Thursday, April 10, 2014

"Appreciatively Resigned"

What is the most reliable component for a lasting relationship? I guess the one who could possibly know the answer is Daniel Jones, the editor for the "Modern Love" column, who has read thousand upon thousand tales of couplehood.

The title of his article, "Good Enough? That's Great," is pretty much my own mantra in nearly all things. 
There are many who choose to quash their unfulfilled desires, to accept their marriage for what it is and figure out how to feel O.K. about it.
. . . You can’t have everything, they argue. Be grateful for what you do have.
There’s a temptation to dismiss quashers as being in total denial, but they aren’t. They just don’t see the point of wallowing in self-pity when they have accomplished what they hoped to in terms of marriage, family and career. As with most personality types, there’s a spectrum, running the gamut from the bitterly resigned to the appreciatively so . . .
What a difference a spectrum can make, though, because those at the other end of the quashing range — the appreciatively resigned — seem to be among the healthiest and happiest of the marrieds.
. . . Like Dr. Seuss’s Whos down in Whoville who hold hands and sing after being robbed on Christmas Eve of all their food and possessions, the appreciatively resigned rise each morning not dwelling on their marital shortfalls but counting their mutual blessings, whatever they may be: a shared sense of humor, an exchange of kind gestures, the enthusiastic pursuit of a mutual interest. Somehow they have managed to grow together rather than apart.
"Appreciatively resigned." Has a nice ring to it.
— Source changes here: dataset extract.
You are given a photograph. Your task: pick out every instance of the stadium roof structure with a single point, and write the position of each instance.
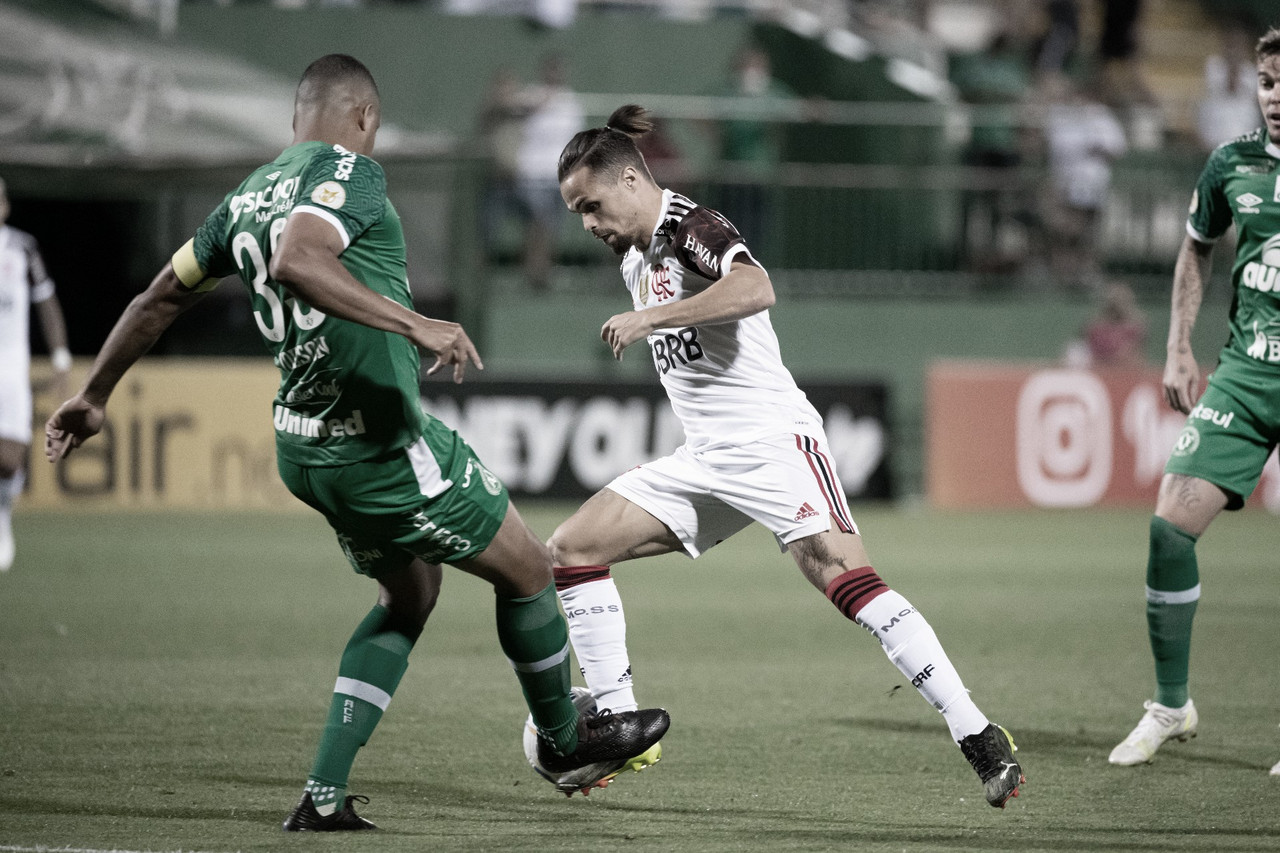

Jones goes into detail about "the restorers," the couples that sense when their relationship is getting a little off track and go on the offensive, which sounds rather exhausting. Date nights, outings, exercises, all the things that leave me irritable and overtired. I think I like that "appreciatively resigned" thing the best. 

"The restorers" get there too anyway: 
From their research they will learn how their boredom may ebb and flow before finally leveling off into the pleasant hum of old age. They’ll become experts in the ways men and women have driven each other crazy for all of eternity. They will have hugged and kissed and danced and date-nighted until they can hug and kiss and dance and date-night no more. And although they will have had some good times that made them remember why they fell in love in the first place, chances are they won’t exactly have turned back the clock in terms of reclaiming that ever-elusive passion.
Inevitably, as the intellectually curious people they are, restorers will return to their original and most perplexing question: How much do we have a right to expect from marriage? Is this simply as good as it gets? We do care about each other. We love our children. Health is generally good. Can’t we just be happy with what we have? And isn’t there a risk that in pressing for more we’ll turn something pretty good into something really bad?
Another thing I have learned: Many matters cannot be achieved by sheer will alone; sometimes, they have to slowly mellow at their own pace until they become a refined vintage.  

As studies have shown, marital ecstasy doesn't stick around forever. But when it flows away, leaving unexciting devotion in its wake, isn't that a fair swap?